Unnamed Negro Railroad Porters and Waiters

Mink Snopes remembers these men near the end of The Mansion, when he recalls the "New Orleans-bound passenger train" that he had seen "thirty-eight or forty-years ago" at the station in Jefferson and the "uppity impudent" Negro porters and Negro waiters he could see through the windows of the cars (445). Using a term that seems reserved for blacks in the Jim Crow South, Mink thinks of them as "uppity" on principle - presumably because they are on the train and he is not.

Unnamed Negro Railroad Fireman

Mink sees the fireman "crouched dim and high above the hissing steam" beside the engineer as a night train pulls into the Jefferson station in The Mansion (39). In this context, the 'fireman' is a man who keeps train's boiler hot by shoveling coal into its firebox. The text itself provides no further information him, but given the historical patterns of the segregated South and the 'firemen' who appear elsewhere in Faulkner's fictions, it seems safe to assume the man Mink sees is a Negro.

Unnamed Negro Principal

The principal of Jefferson's Negro school in The Mansion is a "college-bred man" and, according to Gavin Stevens, a person "of intelligence and devotion too" (247). In his role as narrator of Chapter 9, Charles Mallison seconds Gavin's words, describing the principal as an "intelligent dedicated man with [a] composed and tragic face" (248). Along with the school's "senior woman teacher," he tries to explain to Linda Snopes Kohl why her plan to improve education for blacks is misguided (247).

Unnamed Negro Cotton Pickers 2

This group consists of the "girls" and "young men" - "probably the neighbors swapping the work" - who are helping to pick the unnamed Negro farmer's cotton in The Mansion (438).

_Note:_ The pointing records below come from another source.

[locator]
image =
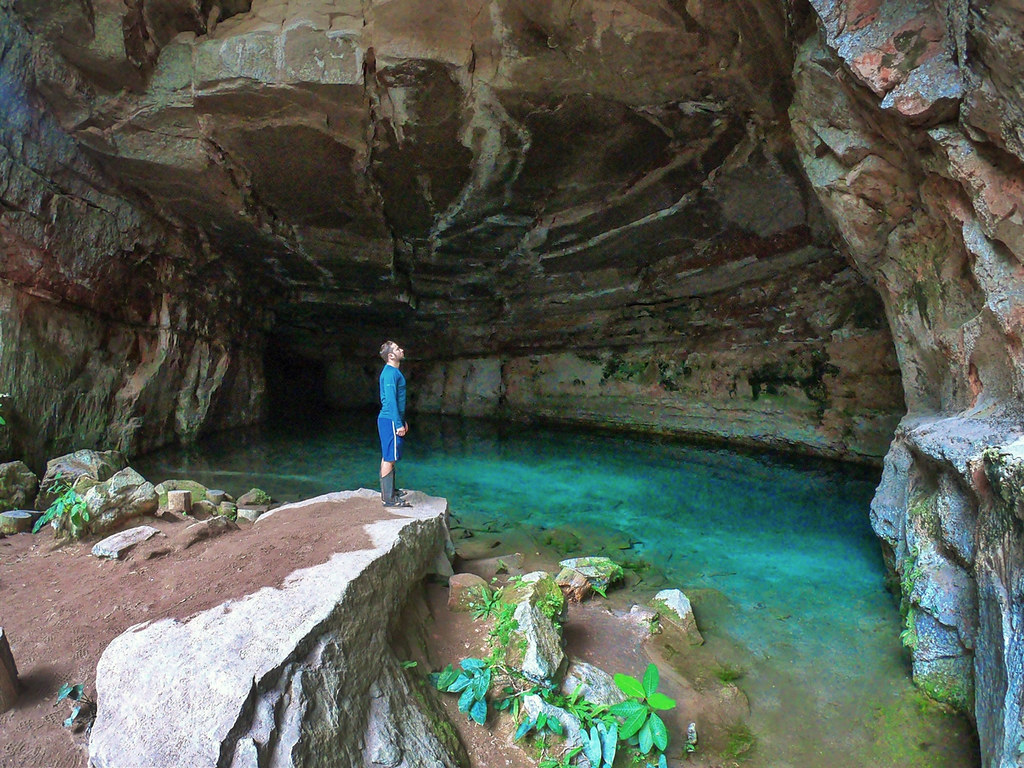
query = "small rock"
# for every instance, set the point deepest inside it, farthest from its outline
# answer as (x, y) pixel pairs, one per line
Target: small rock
(488, 567)
(674, 606)
(114, 546)
(16, 521)
(534, 706)
(250, 513)
(179, 502)
(254, 498)
(464, 590)
(8, 675)
(645, 617)
(581, 574)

Unnamed Children of Negro Cotton Farmer

The cotton farmer with whom Mink briefly stays in The Mansion has five children between the ages of "five or six and twelve" (438). All five work with their parents picking cotton. Only one is individuated by the narrative: the "oldest girl" (440), who is the "twelve-year-old" and who helps her mother prepare supper (441).

Unnamed Negro Wife of Cotton Farmer

The wife of the cotton farmer in The Mansion works with him and the whole family picking cotton, and then, with her daughter, she prepares supper according to the etiquette of Jim Crow - that is, first she serves the meal for Mink Snopes to eat alone, and then "the meal for the family" (440).

Unnamed Negro Cotton Farmer

In The Mansion this cotton farmer allows Mink to work and stay the night at his place. As a Negro he expresses himself carefully when talking with the white Mink, but he clearly has doubts about the story Mink has told him about himself.

Unnamed Negro Carriage Driver 4

In The Mansion this "Negro coachman" drives the young Melisandre Backus "in a victoria" (217). (This revises the way Faulkner represented Melisandre and her father's life in "Knight's Gambit"; there, although he's a planter, Mr. Backus uses a "barefoot" field hand rather than a domestic servant to drive his daughter, and a 'victoria' carriage is much more elegant than anything Backus would own, 245.)

Jakeleg Wattman

In The Mansion Wattleg is a moonshiner who sells his whisky out of a "little unpainted store" near Wylie's Crossing that he can take apart and move to avoid the law (244).

Unnamed Negro at Jakeleg Wattman's

In The Mansion the Negro who works for Jakeleg Wattman fetching liquor bottles to the customers wears "the flopping hip boots Jakeleg had worn last year" (245).